In New England, the outage led to delays at airports and for some hospitals to cancel appointments.
At Mass General Brigham, the largest health care system in Massachusetts, all scheduled non-urgent surgeries, procedures, and medical visits were canceled Friday because of the outage, according to a spokesperson. Emergency departments remain open and care for patients in the hospital has not been impacted.
Australia is particularly affected
While the outages were being experienced worldwide, Australia appeared to be severely affected by the issue. Disruption reported on the site DownDetector included the banks NAB, Commonwealth and Bendigo, and the airlines Virgin Australia and Qantas, as well as internet and phone providers such as Telstra.
National news outlets — including public broadcaster ABC and Sky News Australia — were unable to broadcast on their TV and radio channels for hours. Some news anchors went on air online from dark offices, in front of computers showing “blue screens of death.”

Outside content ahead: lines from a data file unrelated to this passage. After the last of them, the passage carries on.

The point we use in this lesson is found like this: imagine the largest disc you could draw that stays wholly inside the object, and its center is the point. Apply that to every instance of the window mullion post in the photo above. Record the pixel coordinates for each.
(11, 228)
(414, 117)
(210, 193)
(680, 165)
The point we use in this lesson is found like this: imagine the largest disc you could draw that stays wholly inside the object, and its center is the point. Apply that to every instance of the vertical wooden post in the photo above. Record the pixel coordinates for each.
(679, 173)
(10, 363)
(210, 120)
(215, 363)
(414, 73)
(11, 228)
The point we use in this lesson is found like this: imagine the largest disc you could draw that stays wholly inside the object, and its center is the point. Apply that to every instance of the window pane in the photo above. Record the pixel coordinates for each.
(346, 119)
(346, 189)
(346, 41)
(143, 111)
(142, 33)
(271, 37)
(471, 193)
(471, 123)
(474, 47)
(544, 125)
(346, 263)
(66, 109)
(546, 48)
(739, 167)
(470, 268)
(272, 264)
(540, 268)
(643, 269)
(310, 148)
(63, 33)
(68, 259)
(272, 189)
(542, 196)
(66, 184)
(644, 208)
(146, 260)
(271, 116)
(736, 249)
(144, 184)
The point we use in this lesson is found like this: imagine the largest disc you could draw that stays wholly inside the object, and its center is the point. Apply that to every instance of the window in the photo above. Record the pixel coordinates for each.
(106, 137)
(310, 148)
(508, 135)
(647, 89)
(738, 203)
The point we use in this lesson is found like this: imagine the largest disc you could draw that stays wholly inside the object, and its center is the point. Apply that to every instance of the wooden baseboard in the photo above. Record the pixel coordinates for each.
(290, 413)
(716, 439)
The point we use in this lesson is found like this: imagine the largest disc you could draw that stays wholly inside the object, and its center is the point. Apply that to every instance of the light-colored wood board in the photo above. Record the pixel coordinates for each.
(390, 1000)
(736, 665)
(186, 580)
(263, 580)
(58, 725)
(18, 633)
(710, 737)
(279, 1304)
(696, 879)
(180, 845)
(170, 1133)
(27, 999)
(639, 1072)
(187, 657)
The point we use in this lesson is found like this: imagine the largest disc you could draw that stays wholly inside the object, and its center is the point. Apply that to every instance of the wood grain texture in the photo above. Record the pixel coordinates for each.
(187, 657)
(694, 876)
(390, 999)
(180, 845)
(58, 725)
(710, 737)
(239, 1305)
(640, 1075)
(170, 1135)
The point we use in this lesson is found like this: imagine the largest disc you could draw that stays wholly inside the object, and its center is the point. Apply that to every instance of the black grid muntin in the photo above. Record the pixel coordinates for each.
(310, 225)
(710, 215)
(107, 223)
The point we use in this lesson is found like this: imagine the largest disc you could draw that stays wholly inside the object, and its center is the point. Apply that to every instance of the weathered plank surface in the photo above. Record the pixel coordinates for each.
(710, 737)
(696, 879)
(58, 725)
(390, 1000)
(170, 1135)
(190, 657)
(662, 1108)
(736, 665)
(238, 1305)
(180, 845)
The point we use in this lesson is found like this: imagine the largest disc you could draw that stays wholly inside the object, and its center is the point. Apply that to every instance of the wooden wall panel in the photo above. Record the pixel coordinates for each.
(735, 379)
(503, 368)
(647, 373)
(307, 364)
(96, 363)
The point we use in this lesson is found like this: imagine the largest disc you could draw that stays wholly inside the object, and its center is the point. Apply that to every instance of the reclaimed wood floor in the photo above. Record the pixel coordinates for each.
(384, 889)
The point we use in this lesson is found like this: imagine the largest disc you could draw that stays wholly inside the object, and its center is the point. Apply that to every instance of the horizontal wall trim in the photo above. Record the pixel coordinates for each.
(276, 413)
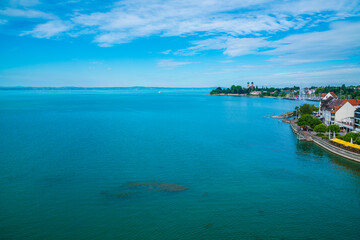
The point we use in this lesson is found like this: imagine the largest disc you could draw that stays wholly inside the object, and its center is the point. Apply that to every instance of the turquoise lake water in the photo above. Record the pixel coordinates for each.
(66, 158)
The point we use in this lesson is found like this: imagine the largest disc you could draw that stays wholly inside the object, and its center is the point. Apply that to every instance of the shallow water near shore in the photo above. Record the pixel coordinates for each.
(173, 165)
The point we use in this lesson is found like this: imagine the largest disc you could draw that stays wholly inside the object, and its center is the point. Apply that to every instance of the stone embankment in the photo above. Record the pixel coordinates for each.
(285, 115)
(324, 143)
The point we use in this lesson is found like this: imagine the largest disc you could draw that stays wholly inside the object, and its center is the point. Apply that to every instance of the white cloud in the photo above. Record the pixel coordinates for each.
(338, 43)
(230, 45)
(236, 27)
(170, 64)
(26, 13)
(49, 29)
(25, 3)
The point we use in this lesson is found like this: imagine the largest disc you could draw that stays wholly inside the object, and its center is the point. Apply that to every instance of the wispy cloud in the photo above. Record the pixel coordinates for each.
(170, 64)
(25, 3)
(49, 29)
(26, 13)
(235, 27)
(340, 42)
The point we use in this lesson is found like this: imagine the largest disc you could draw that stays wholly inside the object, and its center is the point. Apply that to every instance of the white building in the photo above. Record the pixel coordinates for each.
(341, 112)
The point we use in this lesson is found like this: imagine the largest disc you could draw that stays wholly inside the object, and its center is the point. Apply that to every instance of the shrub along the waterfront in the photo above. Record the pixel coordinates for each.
(333, 128)
(307, 121)
(353, 136)
(320, 128)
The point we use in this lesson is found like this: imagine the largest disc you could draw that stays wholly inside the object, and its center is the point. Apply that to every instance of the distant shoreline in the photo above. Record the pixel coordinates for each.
(98, 88)
(244, 95)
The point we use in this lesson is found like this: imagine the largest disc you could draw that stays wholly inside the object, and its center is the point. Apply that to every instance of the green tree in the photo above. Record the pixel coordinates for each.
(333, 128)
(315, 122)
(305, 121)
(320, 128)
(352, 136)
(308, 109)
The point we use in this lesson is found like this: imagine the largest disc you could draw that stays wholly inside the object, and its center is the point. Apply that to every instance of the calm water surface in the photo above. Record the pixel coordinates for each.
(66, 157)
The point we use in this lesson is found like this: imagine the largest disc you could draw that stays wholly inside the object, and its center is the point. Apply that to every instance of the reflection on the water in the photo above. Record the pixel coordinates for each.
(137, 188)
(313, 151)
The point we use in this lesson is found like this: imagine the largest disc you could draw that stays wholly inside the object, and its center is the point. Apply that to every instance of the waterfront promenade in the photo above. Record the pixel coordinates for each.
(326, 144)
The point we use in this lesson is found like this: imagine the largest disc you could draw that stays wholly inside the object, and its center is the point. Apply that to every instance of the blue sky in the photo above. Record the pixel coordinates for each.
(179, 43)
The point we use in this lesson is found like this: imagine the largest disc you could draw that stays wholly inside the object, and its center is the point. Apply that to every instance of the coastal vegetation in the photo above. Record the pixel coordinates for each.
(307, 121)
(261, 92)
(320, 128)
(344, 92)
(354, 136)
(305, 109)
(333, 128)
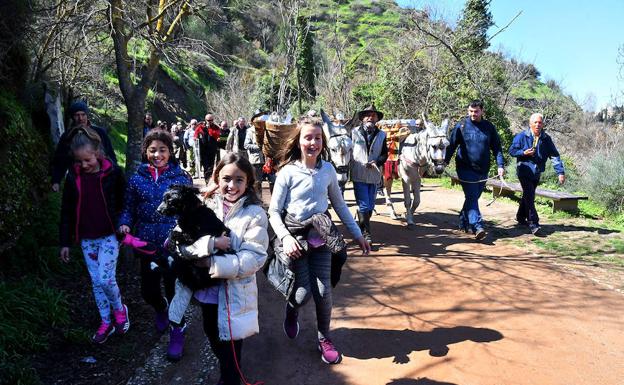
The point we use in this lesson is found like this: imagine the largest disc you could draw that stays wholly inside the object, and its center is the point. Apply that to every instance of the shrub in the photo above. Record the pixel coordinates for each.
(23, 175)
(604, 180)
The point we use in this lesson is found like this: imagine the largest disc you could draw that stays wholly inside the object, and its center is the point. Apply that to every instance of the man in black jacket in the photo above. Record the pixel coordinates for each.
(79, 112)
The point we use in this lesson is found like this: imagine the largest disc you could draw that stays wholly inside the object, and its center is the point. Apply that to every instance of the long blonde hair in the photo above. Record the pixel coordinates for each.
(291, 152)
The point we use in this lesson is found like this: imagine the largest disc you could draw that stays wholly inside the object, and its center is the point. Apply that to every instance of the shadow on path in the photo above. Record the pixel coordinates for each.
(374, 343)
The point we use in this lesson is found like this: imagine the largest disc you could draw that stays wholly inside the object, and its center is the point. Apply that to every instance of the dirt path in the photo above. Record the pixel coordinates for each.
(432, 306)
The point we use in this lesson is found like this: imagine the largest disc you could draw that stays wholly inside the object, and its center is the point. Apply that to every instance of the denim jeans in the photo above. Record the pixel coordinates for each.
(526, 210)
(365, 195)
(470, 215)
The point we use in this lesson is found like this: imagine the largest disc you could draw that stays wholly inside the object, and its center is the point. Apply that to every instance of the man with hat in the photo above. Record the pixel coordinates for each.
(254, 148)
(207, 134)
(62, 160)
(236, 139)
(370, 152)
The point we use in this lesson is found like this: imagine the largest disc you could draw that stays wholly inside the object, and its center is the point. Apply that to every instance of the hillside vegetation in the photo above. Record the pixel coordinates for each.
(231, 58)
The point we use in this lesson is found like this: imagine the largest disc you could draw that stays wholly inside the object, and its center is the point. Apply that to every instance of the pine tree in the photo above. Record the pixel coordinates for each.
(305, 59)
(472, 27)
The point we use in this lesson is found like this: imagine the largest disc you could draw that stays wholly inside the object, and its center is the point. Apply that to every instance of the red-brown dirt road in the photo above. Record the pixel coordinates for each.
(432, 306)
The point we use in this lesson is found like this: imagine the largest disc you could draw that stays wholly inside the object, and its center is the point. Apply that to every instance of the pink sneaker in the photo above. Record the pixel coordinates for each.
(122, 321)
(329, 354)
(105, 330)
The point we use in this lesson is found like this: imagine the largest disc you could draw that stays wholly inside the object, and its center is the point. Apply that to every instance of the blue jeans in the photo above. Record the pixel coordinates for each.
(526, 210)
(365, 194)
(470, 216)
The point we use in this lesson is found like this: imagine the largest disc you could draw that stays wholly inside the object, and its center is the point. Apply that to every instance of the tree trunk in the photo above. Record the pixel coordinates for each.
(136, 108)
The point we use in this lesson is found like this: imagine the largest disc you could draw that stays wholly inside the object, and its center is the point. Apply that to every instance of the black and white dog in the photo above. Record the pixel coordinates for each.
(194, 220)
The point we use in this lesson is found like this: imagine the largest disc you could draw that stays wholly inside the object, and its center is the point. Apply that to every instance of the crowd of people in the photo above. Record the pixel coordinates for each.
(100, 207)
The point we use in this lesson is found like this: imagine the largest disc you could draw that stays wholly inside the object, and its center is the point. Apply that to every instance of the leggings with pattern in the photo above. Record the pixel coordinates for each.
(101, 259)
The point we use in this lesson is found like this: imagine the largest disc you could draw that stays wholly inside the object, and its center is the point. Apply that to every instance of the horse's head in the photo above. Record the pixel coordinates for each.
(436, 144)
(339, 144)
(340, 147)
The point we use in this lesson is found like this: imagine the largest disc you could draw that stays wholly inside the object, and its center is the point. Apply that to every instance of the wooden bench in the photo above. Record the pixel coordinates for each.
(562, 201)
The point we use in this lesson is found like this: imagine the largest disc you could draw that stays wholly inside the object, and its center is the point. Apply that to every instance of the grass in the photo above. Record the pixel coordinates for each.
(31, 308)
(593, 235)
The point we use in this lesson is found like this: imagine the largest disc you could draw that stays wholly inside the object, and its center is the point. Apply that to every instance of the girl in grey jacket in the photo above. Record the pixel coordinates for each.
(302, 188)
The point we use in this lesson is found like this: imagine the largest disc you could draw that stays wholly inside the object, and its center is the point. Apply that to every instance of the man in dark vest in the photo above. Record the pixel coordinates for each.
(207, 133)
(474, 138)
(62, 160)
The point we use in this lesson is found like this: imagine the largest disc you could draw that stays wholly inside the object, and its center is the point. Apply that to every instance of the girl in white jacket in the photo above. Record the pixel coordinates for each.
(230, 310)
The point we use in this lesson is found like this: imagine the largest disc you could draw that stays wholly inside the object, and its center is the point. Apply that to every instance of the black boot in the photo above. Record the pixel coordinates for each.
(362, 224)
(367, 225)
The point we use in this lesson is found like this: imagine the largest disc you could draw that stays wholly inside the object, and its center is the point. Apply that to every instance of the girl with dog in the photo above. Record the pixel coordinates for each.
(92, 199)
(144, 193)
(303, 185)
(230, 309)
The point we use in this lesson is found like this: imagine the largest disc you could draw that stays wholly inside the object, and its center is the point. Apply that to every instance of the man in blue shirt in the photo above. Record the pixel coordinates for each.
(532, 148)
(474, 137)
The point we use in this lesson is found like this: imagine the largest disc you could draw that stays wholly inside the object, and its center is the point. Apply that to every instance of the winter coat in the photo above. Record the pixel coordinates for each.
(474, 141)
(143, 195)
(531, 167)
(63, 160)
(250, 240)
(254, 151)
(112, 185)
(364, 152)
(208, 137)
(233, 142)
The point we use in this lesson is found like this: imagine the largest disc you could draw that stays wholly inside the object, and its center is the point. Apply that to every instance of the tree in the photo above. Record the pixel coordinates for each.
(473, 25)
(305, 61)
(158, 22)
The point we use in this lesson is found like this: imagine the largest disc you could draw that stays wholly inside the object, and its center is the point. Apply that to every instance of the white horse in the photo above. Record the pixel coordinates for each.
(340, 148)
(422, 152)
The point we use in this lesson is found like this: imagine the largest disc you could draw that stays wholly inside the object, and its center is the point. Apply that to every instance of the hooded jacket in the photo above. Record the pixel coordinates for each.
(474, 141)
(63, 160)
(250, 240)
(112, 185)
(364, 152)
(532, 166)
(143, 195)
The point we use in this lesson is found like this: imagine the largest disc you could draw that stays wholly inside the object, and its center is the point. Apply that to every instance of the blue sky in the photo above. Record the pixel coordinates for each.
(572, 42)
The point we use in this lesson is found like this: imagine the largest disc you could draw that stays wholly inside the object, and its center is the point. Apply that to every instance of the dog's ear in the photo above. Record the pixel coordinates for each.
(185, 189)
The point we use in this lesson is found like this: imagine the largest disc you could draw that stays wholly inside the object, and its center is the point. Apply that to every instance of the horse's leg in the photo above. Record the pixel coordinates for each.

Hospitals in several countries also reported problems.
Britain’s National Health Service said the outage caused problems at most doctors’ offices across England. NHS England said in a statement said the glitch was affecting the appointment and patient record system used across the public health system.
Some hospitals in northern Germany canceled all elective surgery scheduled for Friday, but emergency care was unaffected.
Shipping was disrupted too: A major container hub in the Baltic port of Gdansk, Poland, the Baltic Hub, said it was battling problems resulting from the global system outage.
Paris Olympic delegations' arrivals are delayed
Paris Olympics organizers say some Olympic delegations’ arrivals, as well as the delivery of some uniforms and accreditations, have been delayed because of the outage.
The organizers said in a statement that ticketing and the torch relay haven't been affected.
“Our teams have been fully mobilized to ensure the continuity of operations at optimum levels,” organizers said.
Ticket sales for Universal Studios Japan affected
Universal Studios Japan in Osaka, western Japan, said the global system outage that started Friday will continue to affect ticket sales at the park over the weekend.
The park said its ticket booths sales will not be available Saturday and Sunday and asked visitors to purchase their tickets on the USJ official website or via designated ticket sales site Lawson Ticket. Park attractions aren't affected.
New York says it couldn't process DMV transactions online
The New York State Department of Motor Vehicles says the internet outage was preventing it from processing transactions online and in its offices Friday morning.
By Friday afternoon, the agency said some systems had been restored and that it could begin performing online transactions. However, some in-person services were still offline.
At least three of its DMV offices closed for the day because of the outage, according to the agency’s website.